Department of Life Science and Medical Bioscience, Graduate School of Advanced Science and Engineering, Waseda University, 2-2 Wakamatsucho, Shinjuku-ku, Tokyo, 162-8480, Japan.
Computational Bio Big-Data Open Innovation Laboratory (CBBD-OIL), National Institute of Advanced Industrial Science and Technology, 3-4-1 Okubo, Shinjuku-ku, Tokyo, 169-8555, Japan.
Microbiome. 2020 Jan 23;8(1):5. doi: 10.1186/s40168-019-0779-2.
The gut microbiota can have dramatic effects on host metabolism; however, current genomic strategies for uncultured bacteria have several limitations that hinder their ability to identify responders to metabolic changes in the microbiota. In this study, we describe a novel single-cell genomic sequencing technique that can identify metabolic responders at the species level without the need for reference genomes, and apply this method to identify bacterial responders to an inulin-based diet in the mouse gut microbiota.
Inulin-feeding changed the mouse fecal microbiome composition to increase Bacteroides spp., resulting in the production of abundant succinate in the mouse intestine. Using our massively parallel single-cell genome sequencing technique, named SAG-gel platform, we obtained 346 single-amplified genomes (SAGs) from mouse gut microbes before and after dietary inulin supplementation. After quality control, the SAGs were classified as 267 bacteria, spanning 2 phyla, 4 classes, 7 orders, and 14 families, and 31 different strains of SAGs were graded as high- and medium-quality draft genomes. From these, we have successfully obtained the genomes of the dominant inulin-responders, Bacteroides spp., and identified their polysaccharide utilization loci and their specific metabolic pathways for succinate production.
Our single-cell genomics approach generated a massive amount of SAGs, enabling a functional analysis of uncultured bacteria in the intestinal microbiome. This enabled us to estimate metabolic lineages involved in the bacterial fermentation of dietary fiber and metabolic outcomes such as short-chain fatty acid production in the intestinal environment based on the fibers ingested. The technique allows the in-depth isolation and characterization of uncultured bacteria with specific functions in the microbiota and could be exploited to improve human and animal health. Video abstract.

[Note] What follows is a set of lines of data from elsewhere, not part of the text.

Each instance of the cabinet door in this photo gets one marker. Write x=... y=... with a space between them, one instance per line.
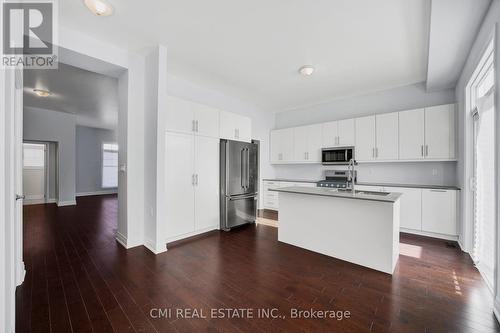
x=438 y=131
x=330 y=134
x=179 y=115
x=365 y=138
x=206 y=183
x=387 y=136
x=411 y=134
x=346 y=133
x=314 y=139
x=439 y=211
x=179 y=163
x=207 y=120
x=228 y=125
x=300 y=147
x=410 y=205
x=244 y=129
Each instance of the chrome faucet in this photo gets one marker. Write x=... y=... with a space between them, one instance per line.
x=351 y=177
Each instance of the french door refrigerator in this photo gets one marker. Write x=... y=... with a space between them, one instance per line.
x=239 y=182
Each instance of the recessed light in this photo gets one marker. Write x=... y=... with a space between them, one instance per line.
x=99 y=7
x=42 y=92
x=306 y=70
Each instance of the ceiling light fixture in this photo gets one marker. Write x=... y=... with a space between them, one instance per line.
x=42 y=92
x=306 y=70
x=99 y=7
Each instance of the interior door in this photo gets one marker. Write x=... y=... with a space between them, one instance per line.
x=206 y=183
x=330 y=134
x=180 y=116
x=437 y=132
x=365 y=138
x=387 y=136
x=180 y=181
x=411 y=134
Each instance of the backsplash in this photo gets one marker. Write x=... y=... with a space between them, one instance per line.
x=425 y=173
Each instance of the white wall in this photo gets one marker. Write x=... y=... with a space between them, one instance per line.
x=397 y=99
x=262 y=121
x=89 y=142
x=49 y=125
x=489 y=29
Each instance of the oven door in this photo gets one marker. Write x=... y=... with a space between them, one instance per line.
x=342 y=155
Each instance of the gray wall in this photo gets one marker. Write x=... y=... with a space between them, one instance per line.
x=89 y=142
x=397 y=99
x=59 y=127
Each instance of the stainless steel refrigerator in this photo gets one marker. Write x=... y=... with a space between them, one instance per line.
x=239 y=182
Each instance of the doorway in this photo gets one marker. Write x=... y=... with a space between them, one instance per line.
x=482 y=92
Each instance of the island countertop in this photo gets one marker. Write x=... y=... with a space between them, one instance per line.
x=326 y=192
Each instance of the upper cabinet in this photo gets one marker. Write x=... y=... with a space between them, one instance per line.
x=338 y=133
x=365 y=138
x=235 y=127
x=427 y=133
x=281 y=145
x=413 y=135
x=307 y=144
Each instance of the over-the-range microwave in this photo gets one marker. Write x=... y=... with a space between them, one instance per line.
x=337 y=155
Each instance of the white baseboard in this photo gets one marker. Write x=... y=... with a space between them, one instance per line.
x=429 y=234
x=155 y=248
x=66 y=203
x=103 y=192
x=190 y=234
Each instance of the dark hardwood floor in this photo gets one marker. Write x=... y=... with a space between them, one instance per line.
x=79 y=279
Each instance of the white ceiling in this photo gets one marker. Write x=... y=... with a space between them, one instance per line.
x=254 y=48
x=92 y=97
x=454 y=26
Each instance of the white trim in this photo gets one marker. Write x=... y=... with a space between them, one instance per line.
x=103 y=192
x=156 y=249
x=429 y=234
x=191 y=234
x=66 y=203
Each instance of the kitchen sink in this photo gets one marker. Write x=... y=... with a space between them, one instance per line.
x=343 y=190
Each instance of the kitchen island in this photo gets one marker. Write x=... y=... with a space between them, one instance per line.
x=362 y=228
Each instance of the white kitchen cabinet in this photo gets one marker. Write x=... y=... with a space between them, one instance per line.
x=410 y=204
x=206 y=183
x=338 y=133
x=411 y=134
x=281 y=145
x=439 y=132
x=192 y=184
x=307 y=143
x=179 y=196
x=206 y=121
x=439 y=211
x=235 y=127
x=188 y=117
x=387 y=136
x=365 y=138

肠道微生物组对宿主代谢有显著影响;然而,目前用于未培养细菌的基因组策略存在一些限制,这些限制阻碍了它们识别微生物组代谢变化的响应者的能力。在这项研究中,我们描述了一种新的单细胞基因组测序技术,该技术可以在不需要参考基因组的情况下在物种水平上识别代谢响应者,并应用该方法来识别小鼠肠道微生物群中菊粉基饮食的细菌响应者。
菊粉喂养改变了小鼠粪便微生物组的组成,增加了拟杆菌属,导致小鼠肠道中产生丰富的琥珀酸。使用我们的大规模平行单细胞基因组测序技术,名为 SAG-gel 平台,我们从喂食菊粉前后的小鼠肠道微生物中获得了 346 个单扩增基因组(SAG)。经过质量控制,SAG 被分类为 267 种细菌,跨越 2 个门、4 个纲、7 个目和 14 个科,31 个不同的 SAG 菌株被评为高质量和中质量的草案基因组。从中,我们成功获得了优势菊粉响应者拟杆菌属的基因组,并鉴定了它们的多糖利用基因座及其特定的琥珀酸生产代谢途径。
我们的单细胞基因组学方法产生了大量的 SAG,使我们能够对肠道微生物组中未培养细菌进行功能分析。这使我们能够根据摄入的纤维估计参与细菌发酵膳食纤维的代谢谱系以及肠道环境中短链脂肪酸产生等代谢结果。该技术允许对具有特定功能的未培养细菌进行深入分离和表征,并且可以用于改善人类和动物的健康。视频摘要。